No meio rural, eram famílias de camponeses que se organizavam para não serem expulsas da terra pelo latifundiário; grupos camponeses que organizam roças comunitárias; posseiros que lutavam para permanecer em suas terras; trabalhadores assalariados que lutavam por melhores salários; povos indígenas que realizavam assembléias, expulsavam invasores e exigiam a demarcação de seus territórios etc
Ao longo dos anos 70 e princípios dos 80 estes grupos locais foram se articulando, em âmbito regional e nacional, constituindo os movimentos sociais com pautas de reivindicações de caráter amplo e nacional. As grandes greves metalúrgicas deste período, principalmente na região mais industrializada, do sudeste e sul do país, aceleraram o fim da ditadura militar, consumado em janeiro de 1985.
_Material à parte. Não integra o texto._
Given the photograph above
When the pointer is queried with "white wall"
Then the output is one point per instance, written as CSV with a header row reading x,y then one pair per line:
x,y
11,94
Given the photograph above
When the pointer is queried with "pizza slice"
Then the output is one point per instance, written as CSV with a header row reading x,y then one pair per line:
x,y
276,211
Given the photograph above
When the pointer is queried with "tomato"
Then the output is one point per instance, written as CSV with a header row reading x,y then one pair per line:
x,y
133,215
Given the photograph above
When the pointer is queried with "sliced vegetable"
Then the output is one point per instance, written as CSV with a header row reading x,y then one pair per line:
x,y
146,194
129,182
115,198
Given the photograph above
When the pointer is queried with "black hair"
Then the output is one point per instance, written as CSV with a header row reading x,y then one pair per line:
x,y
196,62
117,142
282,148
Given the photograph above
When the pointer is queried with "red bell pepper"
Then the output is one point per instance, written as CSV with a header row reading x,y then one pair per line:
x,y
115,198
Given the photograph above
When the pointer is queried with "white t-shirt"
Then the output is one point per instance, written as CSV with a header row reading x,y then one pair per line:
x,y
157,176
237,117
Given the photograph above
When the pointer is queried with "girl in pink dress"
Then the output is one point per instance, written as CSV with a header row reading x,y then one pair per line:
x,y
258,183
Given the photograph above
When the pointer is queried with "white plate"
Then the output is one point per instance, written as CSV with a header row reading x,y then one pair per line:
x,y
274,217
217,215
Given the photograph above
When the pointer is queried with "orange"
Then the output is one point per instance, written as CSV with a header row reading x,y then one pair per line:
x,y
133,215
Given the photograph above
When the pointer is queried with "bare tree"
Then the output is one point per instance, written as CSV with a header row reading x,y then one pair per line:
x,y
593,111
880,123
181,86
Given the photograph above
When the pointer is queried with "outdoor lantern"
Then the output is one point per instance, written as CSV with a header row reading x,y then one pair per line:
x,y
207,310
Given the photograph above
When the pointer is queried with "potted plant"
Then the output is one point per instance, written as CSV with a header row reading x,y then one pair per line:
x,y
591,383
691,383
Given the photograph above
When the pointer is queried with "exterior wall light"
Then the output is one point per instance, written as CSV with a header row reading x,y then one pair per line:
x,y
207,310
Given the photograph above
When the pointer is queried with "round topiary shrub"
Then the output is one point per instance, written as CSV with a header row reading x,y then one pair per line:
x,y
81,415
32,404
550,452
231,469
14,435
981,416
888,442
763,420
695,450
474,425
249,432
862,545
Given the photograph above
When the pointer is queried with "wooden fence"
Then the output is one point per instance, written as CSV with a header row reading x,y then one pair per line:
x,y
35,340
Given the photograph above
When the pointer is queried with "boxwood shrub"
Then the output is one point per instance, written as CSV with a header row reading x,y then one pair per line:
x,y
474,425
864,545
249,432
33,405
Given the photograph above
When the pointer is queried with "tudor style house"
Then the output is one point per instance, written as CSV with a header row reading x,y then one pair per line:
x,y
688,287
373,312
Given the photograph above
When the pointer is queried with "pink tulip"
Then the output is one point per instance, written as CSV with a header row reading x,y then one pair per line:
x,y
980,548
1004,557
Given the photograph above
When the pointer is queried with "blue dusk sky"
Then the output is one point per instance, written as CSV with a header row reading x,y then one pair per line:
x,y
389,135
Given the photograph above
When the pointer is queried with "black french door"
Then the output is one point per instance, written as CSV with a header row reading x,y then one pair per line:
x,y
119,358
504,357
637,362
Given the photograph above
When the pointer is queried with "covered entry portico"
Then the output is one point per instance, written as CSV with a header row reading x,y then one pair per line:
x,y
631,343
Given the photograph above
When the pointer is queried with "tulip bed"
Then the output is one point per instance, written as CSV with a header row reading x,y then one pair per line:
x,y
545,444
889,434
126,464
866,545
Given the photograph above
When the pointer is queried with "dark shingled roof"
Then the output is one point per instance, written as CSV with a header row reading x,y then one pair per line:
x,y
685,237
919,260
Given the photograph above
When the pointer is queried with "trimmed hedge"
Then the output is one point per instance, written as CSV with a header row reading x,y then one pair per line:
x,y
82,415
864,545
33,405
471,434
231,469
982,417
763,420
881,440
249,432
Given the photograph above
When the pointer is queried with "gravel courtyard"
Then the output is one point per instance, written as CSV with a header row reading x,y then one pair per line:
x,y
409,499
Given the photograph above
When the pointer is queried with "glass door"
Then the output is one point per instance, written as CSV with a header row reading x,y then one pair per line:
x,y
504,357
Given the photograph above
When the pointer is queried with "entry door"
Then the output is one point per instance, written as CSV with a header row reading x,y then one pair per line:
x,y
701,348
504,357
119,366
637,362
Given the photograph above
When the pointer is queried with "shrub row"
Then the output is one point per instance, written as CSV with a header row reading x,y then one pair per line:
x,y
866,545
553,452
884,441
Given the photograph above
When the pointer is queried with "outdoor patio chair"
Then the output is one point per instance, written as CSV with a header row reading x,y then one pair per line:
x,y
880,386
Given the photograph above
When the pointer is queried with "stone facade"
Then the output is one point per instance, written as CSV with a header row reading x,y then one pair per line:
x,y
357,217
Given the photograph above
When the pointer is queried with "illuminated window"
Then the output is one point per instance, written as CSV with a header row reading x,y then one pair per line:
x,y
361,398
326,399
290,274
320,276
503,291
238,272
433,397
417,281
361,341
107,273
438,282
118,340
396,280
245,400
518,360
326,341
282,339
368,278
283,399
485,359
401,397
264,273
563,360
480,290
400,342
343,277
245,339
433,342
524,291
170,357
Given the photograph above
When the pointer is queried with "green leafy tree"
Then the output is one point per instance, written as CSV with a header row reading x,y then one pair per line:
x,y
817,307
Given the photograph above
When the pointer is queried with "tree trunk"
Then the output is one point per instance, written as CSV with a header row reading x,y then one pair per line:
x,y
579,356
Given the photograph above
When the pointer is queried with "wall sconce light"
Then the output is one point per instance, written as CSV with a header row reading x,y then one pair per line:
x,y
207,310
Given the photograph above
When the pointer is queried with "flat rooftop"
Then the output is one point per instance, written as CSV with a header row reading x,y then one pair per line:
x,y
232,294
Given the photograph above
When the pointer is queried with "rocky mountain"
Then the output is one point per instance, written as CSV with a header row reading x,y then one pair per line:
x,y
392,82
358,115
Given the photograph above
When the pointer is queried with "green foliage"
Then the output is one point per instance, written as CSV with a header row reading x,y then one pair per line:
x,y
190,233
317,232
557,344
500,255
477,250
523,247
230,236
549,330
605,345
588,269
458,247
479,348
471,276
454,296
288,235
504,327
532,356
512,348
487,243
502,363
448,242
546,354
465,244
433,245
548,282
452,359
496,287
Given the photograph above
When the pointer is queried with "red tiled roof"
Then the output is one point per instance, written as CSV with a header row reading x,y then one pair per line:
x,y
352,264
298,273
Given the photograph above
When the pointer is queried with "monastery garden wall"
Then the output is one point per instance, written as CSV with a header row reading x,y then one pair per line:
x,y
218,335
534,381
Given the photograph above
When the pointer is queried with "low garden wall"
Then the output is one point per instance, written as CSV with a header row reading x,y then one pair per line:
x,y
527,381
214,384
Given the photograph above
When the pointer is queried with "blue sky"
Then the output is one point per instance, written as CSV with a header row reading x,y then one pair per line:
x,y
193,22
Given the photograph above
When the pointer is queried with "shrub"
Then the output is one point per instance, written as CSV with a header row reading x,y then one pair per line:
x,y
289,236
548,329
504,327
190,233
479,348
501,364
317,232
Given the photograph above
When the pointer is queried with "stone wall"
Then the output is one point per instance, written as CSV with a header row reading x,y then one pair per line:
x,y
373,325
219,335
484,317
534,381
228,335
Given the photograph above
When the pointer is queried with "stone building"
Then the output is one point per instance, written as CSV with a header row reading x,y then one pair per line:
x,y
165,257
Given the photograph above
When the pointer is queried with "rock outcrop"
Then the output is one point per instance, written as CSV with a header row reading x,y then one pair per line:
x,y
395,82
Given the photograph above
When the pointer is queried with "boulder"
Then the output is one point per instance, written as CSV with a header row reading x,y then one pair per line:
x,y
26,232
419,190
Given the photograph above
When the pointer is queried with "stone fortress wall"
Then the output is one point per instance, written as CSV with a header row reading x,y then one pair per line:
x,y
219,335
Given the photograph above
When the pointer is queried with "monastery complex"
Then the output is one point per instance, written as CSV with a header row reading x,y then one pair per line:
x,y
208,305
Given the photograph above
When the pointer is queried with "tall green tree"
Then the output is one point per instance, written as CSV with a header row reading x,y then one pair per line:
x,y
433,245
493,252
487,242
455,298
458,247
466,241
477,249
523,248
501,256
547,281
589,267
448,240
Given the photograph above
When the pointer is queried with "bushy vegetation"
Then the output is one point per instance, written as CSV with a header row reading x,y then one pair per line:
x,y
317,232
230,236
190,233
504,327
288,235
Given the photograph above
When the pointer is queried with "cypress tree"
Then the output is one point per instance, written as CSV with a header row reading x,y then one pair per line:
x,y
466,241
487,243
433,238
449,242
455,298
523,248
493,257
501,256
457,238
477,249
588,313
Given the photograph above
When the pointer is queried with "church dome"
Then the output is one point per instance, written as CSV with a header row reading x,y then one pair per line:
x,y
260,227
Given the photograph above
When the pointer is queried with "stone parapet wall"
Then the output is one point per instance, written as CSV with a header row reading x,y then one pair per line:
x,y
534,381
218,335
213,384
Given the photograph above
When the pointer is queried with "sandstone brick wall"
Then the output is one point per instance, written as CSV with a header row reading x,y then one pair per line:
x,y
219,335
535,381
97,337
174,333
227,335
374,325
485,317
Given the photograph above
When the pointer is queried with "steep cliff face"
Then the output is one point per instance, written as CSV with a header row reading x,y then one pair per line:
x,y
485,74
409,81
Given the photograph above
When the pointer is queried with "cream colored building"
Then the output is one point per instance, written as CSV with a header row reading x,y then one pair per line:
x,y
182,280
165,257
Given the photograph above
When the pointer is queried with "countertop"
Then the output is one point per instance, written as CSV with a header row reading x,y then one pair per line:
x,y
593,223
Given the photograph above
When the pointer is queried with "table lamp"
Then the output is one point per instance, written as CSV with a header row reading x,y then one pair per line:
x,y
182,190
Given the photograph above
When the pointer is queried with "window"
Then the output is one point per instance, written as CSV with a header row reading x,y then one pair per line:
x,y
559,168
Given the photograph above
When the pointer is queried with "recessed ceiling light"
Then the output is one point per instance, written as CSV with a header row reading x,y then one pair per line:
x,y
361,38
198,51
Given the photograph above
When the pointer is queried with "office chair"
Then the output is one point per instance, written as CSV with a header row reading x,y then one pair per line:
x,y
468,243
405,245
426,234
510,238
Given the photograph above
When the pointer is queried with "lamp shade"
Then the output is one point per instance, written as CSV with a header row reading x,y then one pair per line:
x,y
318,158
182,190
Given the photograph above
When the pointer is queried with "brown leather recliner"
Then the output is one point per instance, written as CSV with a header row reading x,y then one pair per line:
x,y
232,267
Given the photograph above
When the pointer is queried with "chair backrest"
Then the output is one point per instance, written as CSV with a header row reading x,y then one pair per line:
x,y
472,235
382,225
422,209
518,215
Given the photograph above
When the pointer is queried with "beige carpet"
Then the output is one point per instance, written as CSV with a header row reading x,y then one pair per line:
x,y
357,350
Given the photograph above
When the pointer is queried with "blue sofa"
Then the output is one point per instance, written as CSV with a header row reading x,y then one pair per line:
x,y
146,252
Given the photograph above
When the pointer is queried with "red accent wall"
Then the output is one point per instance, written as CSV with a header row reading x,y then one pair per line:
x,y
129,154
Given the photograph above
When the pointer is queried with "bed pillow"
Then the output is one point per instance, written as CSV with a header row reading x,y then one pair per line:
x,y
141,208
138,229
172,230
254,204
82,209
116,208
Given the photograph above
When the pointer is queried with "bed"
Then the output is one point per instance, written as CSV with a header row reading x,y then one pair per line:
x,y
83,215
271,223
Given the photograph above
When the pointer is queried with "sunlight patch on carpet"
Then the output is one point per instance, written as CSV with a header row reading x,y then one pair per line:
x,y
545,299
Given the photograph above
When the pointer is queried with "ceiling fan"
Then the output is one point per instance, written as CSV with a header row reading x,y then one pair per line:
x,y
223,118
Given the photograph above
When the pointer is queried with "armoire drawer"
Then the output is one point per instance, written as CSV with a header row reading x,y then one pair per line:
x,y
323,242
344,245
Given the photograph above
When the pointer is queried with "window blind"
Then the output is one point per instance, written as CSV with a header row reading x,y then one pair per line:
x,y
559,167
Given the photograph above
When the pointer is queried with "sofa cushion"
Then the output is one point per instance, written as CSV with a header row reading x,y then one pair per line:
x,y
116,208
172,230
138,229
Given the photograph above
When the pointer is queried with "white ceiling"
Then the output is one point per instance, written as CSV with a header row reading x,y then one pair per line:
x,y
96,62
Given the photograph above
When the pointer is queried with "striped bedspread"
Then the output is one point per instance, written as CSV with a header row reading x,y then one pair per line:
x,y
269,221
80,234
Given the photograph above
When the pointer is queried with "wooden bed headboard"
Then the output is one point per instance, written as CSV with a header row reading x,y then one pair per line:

À diferença de outros países da América Latina, os militares brasileiros optaram por uma “saída organizada” da cena política, ao mesmo tempo em que, com a chamada Lei de Anistia, de 1979, buscaram se preservar de qualquer investigação dos crimes cometidos durante aquele período.
O fim da ditadura colocou para a sociedade brasileira o desafio da construção de uma nova institucionalidade, o que foi feito com a convocação do Congresso Constituinte, de 1986 a 1988, que teve como tarefa a elaboração e aprovação da nova Constituição Federal.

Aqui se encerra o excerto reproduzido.